Adaptives Safety- und Security-System

Virtuelle Inbetriebsetzung mit Safety-Bewertung

Im besten Fall kann die Situation, die einen Safety-Stopp durch die Komponenten der Funktionalen Sicherheit auslösen würden, abgewendet werden. Das den Stopp auslösende Szenario tritt nicht ein. Der Trust Vektor entspricht so einem Führerschein, der die Fahrkenntnisse und -fähigkeiten grundsätzlich bescheinigt – ohne dass die gesamte Straßenverkehrsordnung abgefragt oder das Fahrkönnen geprüft wird.

Wenn trotz der getroffenen Maßnahmen eine gefährliche Situation nicht vorausschauend verhindert werden kann, lösen die Komponenten der Funktionalen Sicherheit wie bisher einen Safety Stopp aus. Sie sind auf der operativen Ebene im Jetzt auf der Zeitachse verortet.

Mobiler Sortier- und Montageroboter

Ein Robotersystem für Werkstückübergabe und Transport soll Produkte von der Anfangs- zur Zielposition bringen. Das Logistikunternehmen setzt dafür ein Robotersystem mit mehreren unterschiedlichen AGV ein. Dabei sind als Safety-Maßnahme alle AGV mit Näherungssensoren ausgestattet, die bei einer kritischen Annäherung das AGV stoppen. Im konkreten Fall wurde ein kleines und unbeladenes AGV von einem größeren beladenen AGV übersehen, da das Kleine unter der Sensorsichtlinie des Großen war. Das kleinere AGV hat die Annäherung bemerkt und gestoppt. Allerdings hat es damit den Weg des Größeren blockiert und so eine Kollision ausgelöst. Eine verbesserte Montage des Sensors hätte natürlich die Kollision vermieden. Bei geleasten Maschinen sind die Möglichkeiten für solche Änderungen allerdings begrenzt. Ebenso hätte eine übergeordnete Überwachung die Situation durch eine Routenänderung für eines der AGV vermeiden können.
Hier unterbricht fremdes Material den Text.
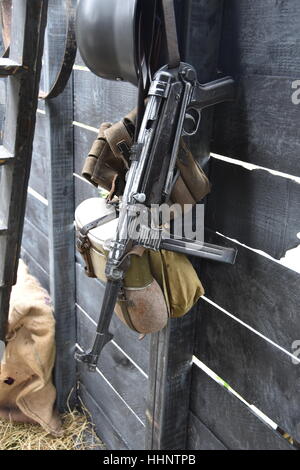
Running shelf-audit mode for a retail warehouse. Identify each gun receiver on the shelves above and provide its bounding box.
[76,63,236,371]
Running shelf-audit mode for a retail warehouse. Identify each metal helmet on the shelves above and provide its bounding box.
[76,0,139,85]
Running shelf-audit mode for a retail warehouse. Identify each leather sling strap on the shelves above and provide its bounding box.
[162,0,180,69]
[39,0,77,100]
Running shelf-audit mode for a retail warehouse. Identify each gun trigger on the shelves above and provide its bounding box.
[130,143,144,162]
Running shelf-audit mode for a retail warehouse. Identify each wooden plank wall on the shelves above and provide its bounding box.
[8,0,300,449]
[188,0,300,449]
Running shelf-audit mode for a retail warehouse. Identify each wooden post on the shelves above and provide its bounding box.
[146,0,223,450]
[45,0,76,411]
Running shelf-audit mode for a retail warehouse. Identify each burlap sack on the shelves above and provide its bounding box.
[0,260,61,436]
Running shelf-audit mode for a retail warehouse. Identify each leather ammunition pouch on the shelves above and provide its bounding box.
[82,109,210,205]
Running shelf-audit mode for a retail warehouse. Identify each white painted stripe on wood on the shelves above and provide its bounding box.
[76,303,148,379]
[76,343,145,427]
[73,121,99,134]
[27,186,48,206]
[202,295,300,365]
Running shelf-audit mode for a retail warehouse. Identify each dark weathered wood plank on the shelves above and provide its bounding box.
[78,365,145,450]
[0,0,48,341]
[74,126,97,175]
[191,366,293,450]
[220,0,300,77]
[193,300,300,441]
[73,70,137,128]
[206,159,300,259]
[198,234,300,352]
[146,0,227,450]
[21,247,50,292]
[212,76,300,176]
[45,0,76,411]
[76,264,150,374]
[76,308,148,422]
[74,176,99,208]
[25,193,48,236]
[185,0,227,170]
[187,411,227,450]
[146,310,196,450]
[29,113,49,199]
[78,383,129,450]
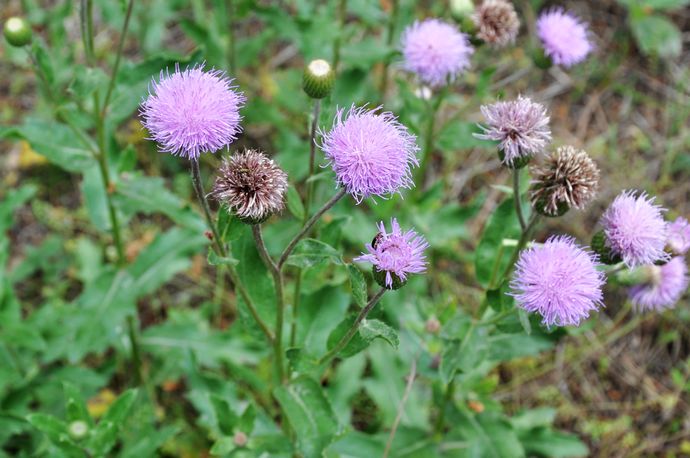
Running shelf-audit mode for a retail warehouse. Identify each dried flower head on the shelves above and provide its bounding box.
[537,8,593,67]
[472,0,520,47]
[320,105,419,203]
[474,96,551,166]
[666,216,690,256]
[141,66,245,160]
[530,146,599,216]
[211,150,288,224]
[628,256,689,311]
[355,218,429,289]
[510,236,604,326]
[402,19,474,87]
[601,191,668,267]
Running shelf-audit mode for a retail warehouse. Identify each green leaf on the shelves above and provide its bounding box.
[2,118,96,172]
[211,393,239,436]
[630,14,683,58]
[474,198,521,287]
[207,247,239,266]
[274,376,338,458]
[286,239,343,269]
[89,389,137,456]
[347,264,367,308]
[287,185,304,221]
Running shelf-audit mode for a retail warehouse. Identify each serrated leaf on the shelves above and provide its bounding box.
[273,376,338,458]
[347,264,367,308]
[287,185,304,221]
[286,239,343,269]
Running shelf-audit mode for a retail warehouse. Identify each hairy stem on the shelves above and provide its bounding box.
[252,224,285,382]
[278,188,346,269]
[319,288,388,366]
[513,169,527,233]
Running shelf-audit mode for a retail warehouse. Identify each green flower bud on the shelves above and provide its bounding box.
[302,59,335,99]
[67,420,89,441]
[3,16,31,48]
[592,231,622,266]
[498,150,532,169]
[371,266,407,290]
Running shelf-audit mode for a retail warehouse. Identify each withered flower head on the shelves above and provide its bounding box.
[211,150,288,224]
[472,0,520,47]
[530,146,599,216]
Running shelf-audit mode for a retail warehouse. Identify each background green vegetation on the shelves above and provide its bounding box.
[0,0,690,457]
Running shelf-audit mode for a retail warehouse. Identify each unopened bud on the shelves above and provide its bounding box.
[302,59,335,99]
[3,16,31,48]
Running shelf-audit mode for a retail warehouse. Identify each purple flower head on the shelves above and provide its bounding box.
[474,96,551,165]
[537,8,593,67]
[140,65,245,160]
[628,256,688,311]
[402,19,474,87]
[510,236,604,326]
[319,105,419,203]
[355,218,429,289]
[601,191,668,267]
[666,216,690,255]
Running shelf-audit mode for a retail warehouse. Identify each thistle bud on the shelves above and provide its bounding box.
[211,150,288,224]
[592,231,622,266]
[302,59,335,99]
[67,420,89,441]
[530,146,599,217]
[3,16,31,48]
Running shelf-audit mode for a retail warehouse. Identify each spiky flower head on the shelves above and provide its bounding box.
[530,146,599,216]
[355,218,429,289]
[474,96,551,167]
[510,236,604,326]
[319,105,419,203]
[211,150,288,224]
[537,8,593,67]
[666,216,690,256]
[140,65,245,160]
[628,256,689,311]
[601,191,668,267]
[402,19,474,87]
[472,0,520,47]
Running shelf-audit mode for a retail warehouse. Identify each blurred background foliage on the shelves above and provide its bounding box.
[0,0,690,457]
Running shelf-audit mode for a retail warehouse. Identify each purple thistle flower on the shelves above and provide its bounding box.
[601,191,668,267]
[537,8,593,67]
[140,65,245,160]
[319,105,419,203]
[474,96,551,165]
[510,236,604,326]
[666,216,690,255]
[628,256,689,311]
[401,19,474,87]
[355,218,429,289]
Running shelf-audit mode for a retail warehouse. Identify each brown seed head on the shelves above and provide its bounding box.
[211,150,288,224]
[472,0,520,47]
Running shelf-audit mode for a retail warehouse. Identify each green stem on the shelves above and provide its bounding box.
[434,377,455,434]
[252,224,285,382]
[227,0,237,77]
[333,0,347,72]
[513,169,527,233]
[379,0,399,104]
[415,93,446,190]
[318,288,388,366]
[278,188,346,269]
[190,159,227,257]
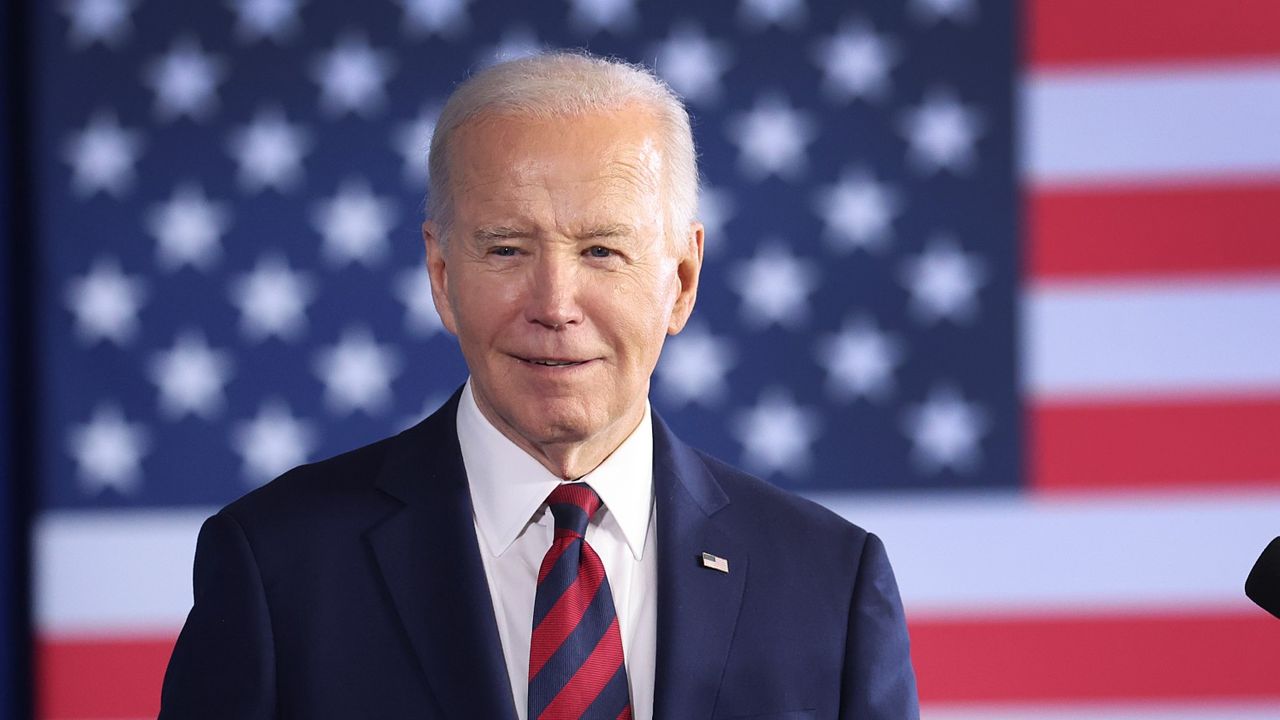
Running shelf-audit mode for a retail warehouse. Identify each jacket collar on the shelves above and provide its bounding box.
[367,391,748,720]
[367,393,516,720]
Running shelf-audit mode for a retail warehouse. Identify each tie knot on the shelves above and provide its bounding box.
[547,483,600,537]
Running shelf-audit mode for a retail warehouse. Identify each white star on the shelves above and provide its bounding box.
[63,0,137,49]
[814,22,899,101]
[230,255,315,341]
[657,324,736,407]
[396,104,440,187]
[232,0,301,42]
[901,237,987,324]
[902,386,989,473]
[818,315,902,400]
[732,388,820,478]
[311,179,396,266]
[653,23,730,102]
[911,0,978,24]
[315,329,401,416]
[65,259,147,346]
[728,241,818,328]
[815,168,901,251]
[230,110,311,192]
[901,91,983,174]
[477,27,543,65]
[150,332,232,420]
[397,0,470,37]
[396,268,444,337]
[146,184,230,270]
[737,0,805,29]
[568,0,636,35]
[63,113,142,197]
[698,186,733,255]
[68,405,151,495]
[312,37,393,118]
[146,38,227,120]
[232,400,315,484]
[728,95,818,179]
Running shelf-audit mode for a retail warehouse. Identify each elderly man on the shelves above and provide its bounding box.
[161,54,918,720]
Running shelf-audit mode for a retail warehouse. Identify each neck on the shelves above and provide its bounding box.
[474,393,645,480]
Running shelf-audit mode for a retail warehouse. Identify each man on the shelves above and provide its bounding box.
[161,54,918,720]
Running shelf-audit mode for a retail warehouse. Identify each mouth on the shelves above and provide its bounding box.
[512,355,590,368]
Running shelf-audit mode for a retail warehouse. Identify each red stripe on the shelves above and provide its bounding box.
[538,618,622,720]
[36,632,178,720]
[1028,395,1280,491]
[529,543,604,680]
[1027,180,1280,278]
[538,537,575,585]
[910,610,1280,702]
[1027,0,1280,67]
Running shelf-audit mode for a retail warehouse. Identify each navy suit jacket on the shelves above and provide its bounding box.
[160,395,919,720]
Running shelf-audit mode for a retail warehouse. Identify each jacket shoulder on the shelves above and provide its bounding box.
[695,451,869,552]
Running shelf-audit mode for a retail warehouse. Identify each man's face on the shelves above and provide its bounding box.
[424,106,701,466]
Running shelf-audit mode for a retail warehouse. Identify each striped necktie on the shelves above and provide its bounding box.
[529,483,631,720]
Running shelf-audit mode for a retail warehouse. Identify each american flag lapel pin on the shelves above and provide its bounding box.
[703,552,728,573]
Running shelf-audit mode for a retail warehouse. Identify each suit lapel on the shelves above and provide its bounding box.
[653,415,748,720]
[369,393,516,720]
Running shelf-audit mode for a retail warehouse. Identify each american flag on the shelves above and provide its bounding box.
[17,0,1280,720]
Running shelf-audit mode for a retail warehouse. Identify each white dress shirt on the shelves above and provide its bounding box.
[457,380,658,720]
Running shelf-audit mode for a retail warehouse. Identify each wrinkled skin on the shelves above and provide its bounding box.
[422,109,703,479]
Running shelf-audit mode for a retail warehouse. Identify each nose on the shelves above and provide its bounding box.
[525,245,582,329]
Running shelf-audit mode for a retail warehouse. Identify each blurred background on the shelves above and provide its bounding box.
[0,0,1280,720]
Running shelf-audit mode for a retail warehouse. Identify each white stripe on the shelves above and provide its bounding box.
[32,507,218,635]
[1019,63,1280,183]
[920,701,1277,720]
[1021,275,1280,398]
[35,492,1280,627]
[812,492,1280,609]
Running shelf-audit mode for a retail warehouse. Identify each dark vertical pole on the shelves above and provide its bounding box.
[0,1,37,720]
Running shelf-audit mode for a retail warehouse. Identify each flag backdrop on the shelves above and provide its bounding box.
[14,0,1280,720]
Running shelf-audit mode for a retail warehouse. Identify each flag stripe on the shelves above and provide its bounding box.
[1023,275,1280,402]
[1020,63,1280,186]
[1028,393,1280,489]
[910,610,1280,702]
[808,491,1280,609]
[32,509,207,633]
[36,632,178,720]
[1027,0,1280,68]
[35,489,1280,637]
[1025,179,1280,279]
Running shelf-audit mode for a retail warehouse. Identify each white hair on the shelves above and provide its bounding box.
[426,51,698,241]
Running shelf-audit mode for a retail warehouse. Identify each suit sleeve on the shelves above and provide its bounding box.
[159,512,275,720]
[840,534,920,720]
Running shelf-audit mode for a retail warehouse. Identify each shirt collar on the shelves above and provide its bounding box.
[457,379,653,561]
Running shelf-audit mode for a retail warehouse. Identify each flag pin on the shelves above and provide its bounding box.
[703,552,728,573]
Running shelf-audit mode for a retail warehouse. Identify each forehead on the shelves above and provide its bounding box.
[451,109,664,200]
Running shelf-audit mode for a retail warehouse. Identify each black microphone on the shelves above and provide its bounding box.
[1244,538,1280,618]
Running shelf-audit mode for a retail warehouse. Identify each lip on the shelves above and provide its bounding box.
[511,355,599,372]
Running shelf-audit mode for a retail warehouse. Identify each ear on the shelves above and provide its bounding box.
[422,220,458,334]
[667,222,705,334]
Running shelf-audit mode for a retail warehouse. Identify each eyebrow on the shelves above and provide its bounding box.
[471,225,530,242]
[577,223,636,240]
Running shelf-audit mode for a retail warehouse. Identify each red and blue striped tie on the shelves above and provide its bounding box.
[529,483,631,720]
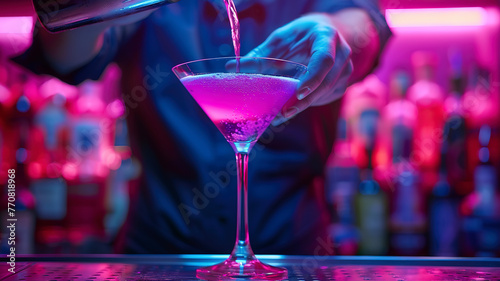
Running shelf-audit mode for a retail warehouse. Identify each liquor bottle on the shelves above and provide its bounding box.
[325,118,359,255]
[408,52,445,191]
[33,0,184,32]
[381,71,417,178]
[441,52,472,196]
[355,149,388,256]
[2,116,35,254]
[460,125,500,257]
[429,142,461,257]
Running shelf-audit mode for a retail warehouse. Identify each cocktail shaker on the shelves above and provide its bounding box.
[32,0,179,32]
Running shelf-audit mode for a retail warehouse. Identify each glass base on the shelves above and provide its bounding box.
[196,258,288,280]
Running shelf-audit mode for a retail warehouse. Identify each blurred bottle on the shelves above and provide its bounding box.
[376,71,417,185]
[460,125,500,257]
[29,93,70,253]
[462,66,500,196]
[355,149,388,256]
[408,52,445,191]
[389,161,427,256]
[429,142,461,257]
[326,118,359,255]
[441,52,472,195]
[2,114,35,254]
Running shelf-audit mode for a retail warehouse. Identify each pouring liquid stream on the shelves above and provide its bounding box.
[224,0,240,73]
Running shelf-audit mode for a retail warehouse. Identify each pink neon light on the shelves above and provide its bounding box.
[0,17,33,34]
[385,7,487,27]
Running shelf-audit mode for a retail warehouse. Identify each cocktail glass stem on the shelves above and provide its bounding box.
[230,148,254,262]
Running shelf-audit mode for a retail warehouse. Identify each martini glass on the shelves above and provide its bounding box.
[172,57,307,280]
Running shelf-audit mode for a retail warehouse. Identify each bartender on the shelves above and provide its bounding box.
[16,0,390,254]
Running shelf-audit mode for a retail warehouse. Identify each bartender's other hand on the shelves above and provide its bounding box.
[246,13,353,126]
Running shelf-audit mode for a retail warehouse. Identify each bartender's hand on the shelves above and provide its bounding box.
[246,9,378,125]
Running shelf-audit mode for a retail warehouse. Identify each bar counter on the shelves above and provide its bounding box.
[0,255,500,281]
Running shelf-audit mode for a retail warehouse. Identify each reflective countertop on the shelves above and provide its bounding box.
[0,255,500,281]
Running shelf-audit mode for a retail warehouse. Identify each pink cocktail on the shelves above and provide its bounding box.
[172,57,307,280]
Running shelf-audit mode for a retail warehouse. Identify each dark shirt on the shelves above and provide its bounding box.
[14,0,390,254]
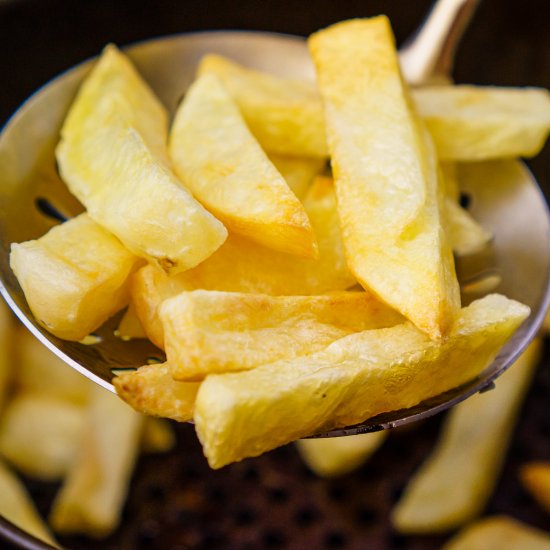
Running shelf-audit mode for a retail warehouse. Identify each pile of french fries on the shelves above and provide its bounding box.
[0,301,174,546]
[7,16,550,478]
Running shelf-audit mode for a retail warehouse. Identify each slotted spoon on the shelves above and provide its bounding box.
[0,0,550,436]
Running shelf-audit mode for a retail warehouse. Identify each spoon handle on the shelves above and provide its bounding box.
[400,0,479,86]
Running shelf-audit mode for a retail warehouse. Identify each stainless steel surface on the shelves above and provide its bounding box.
[0,4,550,435]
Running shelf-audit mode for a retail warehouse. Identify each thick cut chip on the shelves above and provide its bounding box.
[296,430,388,477]
[10,214,142,341]
[113,363,200,422]
[393,340,542,534]
[444,197,493,256]
[56,46,227,273]
[50,387,143,538]
[194,294,529,468]
[269,153,326,199]
[198,54,328,157]
[0,461,58,548]
[442,516,550,550]
[131,177,355,348]
[0,394,84,481]
[169,74,317,258]
[413,86,550,161]
[160,290,403,380]
[309,16,460,338]
[519,461,550,514]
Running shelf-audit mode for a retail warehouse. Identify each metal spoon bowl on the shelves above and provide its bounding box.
[0,0,550,436]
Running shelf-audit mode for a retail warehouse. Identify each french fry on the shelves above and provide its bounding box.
[14,325,93,406]
[444,197,493,256]
[54,45,227,280]
[10,214,141,341]
[0,460,59,548]
[169,73,317,258]
[131,177,355,348]
[198,54,328,157]
[50,387,143,538]
[116,302,147,340]
[519,461,550,514]
[443,516,550,550]
[199,54,550,161]
[0,392,84,481]
[193,294,529,468]
[160,290,403,381]
[296,436,388,478]
[413,85,550,161]
[393,340,542,534]
[141,416,176,453]
[308,16,460,339]
[113,363,200,422]
[268,153,326,199]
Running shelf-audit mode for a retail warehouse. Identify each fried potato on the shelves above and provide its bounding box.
[308,16,460,339]
[131,177,355,348]
[296,430,388,478]
[444,197,493,256]
[169,74,318,258]
[160,290,403,381]
[198,54,328,157]
[0,392,84,481]
[116,302,147,340]
[193,294,529,468]
[54,46,227,274]
[50,387,143,538]
[413,85,550,161]
[393,340,542,534]
[0,460,59,548]
[10,214,141,341]
[113,363,200,422]
[268,153,326,199]
[199,54,550,161]
[443,516,550,550]
[519,461,550,514]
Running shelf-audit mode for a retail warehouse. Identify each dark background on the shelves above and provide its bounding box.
[0,0,550,550]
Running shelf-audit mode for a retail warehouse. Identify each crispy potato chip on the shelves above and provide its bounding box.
[53,46,227,274]
[50,386,143,538]
[10,214,142,341]
[0,460,59,548]
[113,363,199,422]
[413,85,550,161]
[309,16,460,339]
[444,197,493,256]
[14,325,90,405]
[268,153,326,199]
[194,294,529,468]
[0,392,84,481]
[519,461,550,514]
[393,340,542,534]
[115,302,147,340]
[160,290,403,381]
[296,436,388,478]
[198,54,328,157]
[169,73,317,258]
[199,54,550,161]
[443,516,550,550]
[131,177,355,348]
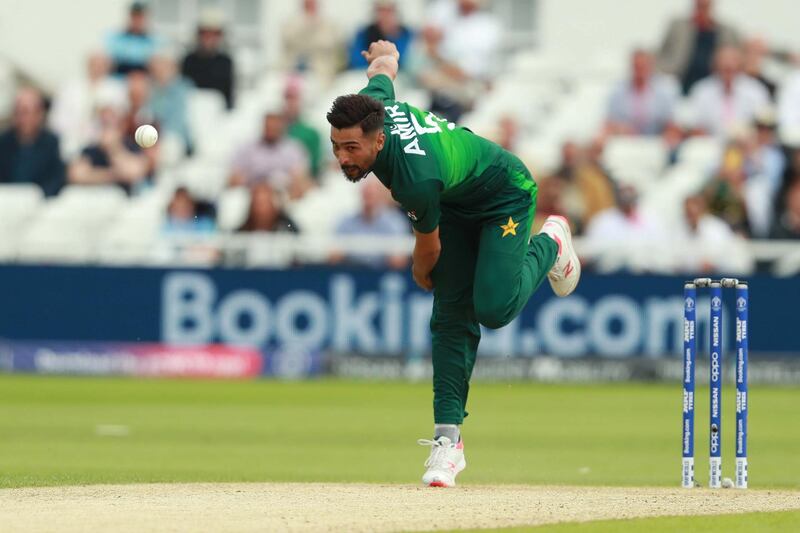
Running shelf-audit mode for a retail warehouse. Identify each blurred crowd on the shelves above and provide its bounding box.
[0,0,800,270]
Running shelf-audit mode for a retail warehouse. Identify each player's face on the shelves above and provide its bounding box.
[331,126,386,182]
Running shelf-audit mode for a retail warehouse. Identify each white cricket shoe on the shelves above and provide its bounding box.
[539,215,581,296]
[417,437,467,487]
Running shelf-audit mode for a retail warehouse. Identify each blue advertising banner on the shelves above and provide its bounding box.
[0,266,800,358]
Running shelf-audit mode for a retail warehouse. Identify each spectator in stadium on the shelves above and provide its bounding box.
[106,1,161,75]
[742,37,778,100]
[49,52,127,159]
[427,0,502,81]
[282,0,346,84]
[164,187,216,234]
[770,180,800,239]
[330,177,411,269]
[236,182,299,233]
[283,78,322,179]
[689,47,769,137]
[146,54,193,155]
[778,64,800,135]
[67,105,150,194]
[122,70,161,177]
[703,138,751,237]
[585,185,667,258]
[348,0,413,69]
[661,122,686,166]
[658,0,741,94]
[229,112,309,198]
[673,194,748,273]
[181,11,234,109]
[405,24,486,122]
[492,115,520,152]
[746,111,786,238]
[0,87,64,196]
[606,49,678,135]
[554,137,616,233]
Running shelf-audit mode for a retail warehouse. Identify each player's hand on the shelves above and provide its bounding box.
[411,267,433,291]
[361,40,400,63]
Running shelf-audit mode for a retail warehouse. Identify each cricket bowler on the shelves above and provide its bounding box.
[327,41,581,487]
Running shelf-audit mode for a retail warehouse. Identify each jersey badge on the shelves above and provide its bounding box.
[500,217,519,237]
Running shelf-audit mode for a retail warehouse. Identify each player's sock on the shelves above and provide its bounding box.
[433,424,461,444]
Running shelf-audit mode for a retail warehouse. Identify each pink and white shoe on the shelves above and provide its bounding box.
[539,215,581,296]
[417,437,467,487]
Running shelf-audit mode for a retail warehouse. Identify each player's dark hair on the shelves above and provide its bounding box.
[327,94,384,133]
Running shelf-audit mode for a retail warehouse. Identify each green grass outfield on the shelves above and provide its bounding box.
[0,375,800,531]
[454,511,800,533]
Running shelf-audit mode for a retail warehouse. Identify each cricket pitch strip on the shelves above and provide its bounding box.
[0,483,800,533]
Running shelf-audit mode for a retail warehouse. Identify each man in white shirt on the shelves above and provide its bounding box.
[689,47,769,137]
[607,49,680,135]
[778,70,800,139]
[674,194,751,273]
[428,0,501,80]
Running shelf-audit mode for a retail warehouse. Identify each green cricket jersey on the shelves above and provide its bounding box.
[360,74,536,233]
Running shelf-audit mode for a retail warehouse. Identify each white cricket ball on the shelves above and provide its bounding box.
[133,124,158,148]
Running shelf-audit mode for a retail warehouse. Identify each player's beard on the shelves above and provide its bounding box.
[342,165,369,183]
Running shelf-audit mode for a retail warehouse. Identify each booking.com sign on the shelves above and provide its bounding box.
[161,272,712,357]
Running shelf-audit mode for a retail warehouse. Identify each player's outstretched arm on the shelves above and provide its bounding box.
[411,227,442,291]
[361,41,400,81]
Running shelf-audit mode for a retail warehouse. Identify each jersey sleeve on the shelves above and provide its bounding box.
[358,74,394,102]
[395,179,442,233]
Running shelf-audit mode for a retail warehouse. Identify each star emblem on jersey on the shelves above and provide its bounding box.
[500,217,519,237]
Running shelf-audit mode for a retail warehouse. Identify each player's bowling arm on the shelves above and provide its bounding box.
[361,41,400,81]
[411,227,442,290]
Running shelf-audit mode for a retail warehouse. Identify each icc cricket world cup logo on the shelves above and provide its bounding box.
[736,296,747,311]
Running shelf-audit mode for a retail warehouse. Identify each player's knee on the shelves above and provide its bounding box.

Im vorliegenden Fall kommt es immer wieder zu Situationen, die sich durch unterschiedliche und teils parallele Safety-Maßnahmen gleichwertig lösen lassen. Sie wirken sich jedoch unterschiedlich auf die Produktivität oder den Verschleiß des Systems aus. Das System wählt dann die Maßnahme, die eine Gefahr entschärft und zugleich optimale Takt- und Lieferzeiten sichert. Als Folge entscheidet der AGV selbst, welchen Weg er zum Ziel nimmt, wobei er die Kollisionsfreiheit und die Terminsituation einhält.

Erweitern auf Mensch-Maschine-Interaktion

Im Gegensatz zu einem einzelnen Roboter, der in einer Fabrikhalle unterwegs ist, tauschen Multi-Robotersysteme zudem Informationen mit anderen Robotern in der Nähe aus. Die Systemarchitektur muss diesen Datentausch für ein optimiertes Gesamtsystem erlauben. Für eine Erweiterung auf eine Roboter-Mensch-Kooperation ist zusätzlich die Bewegung bzw. Position von Personen sensorisch zu erfassen und vorauszuberechnen. Die dafür erforderliche Sensorik ist in unterschiedlichen Reifegraden bereits verfügbar oder bereits im Prototypenstatus.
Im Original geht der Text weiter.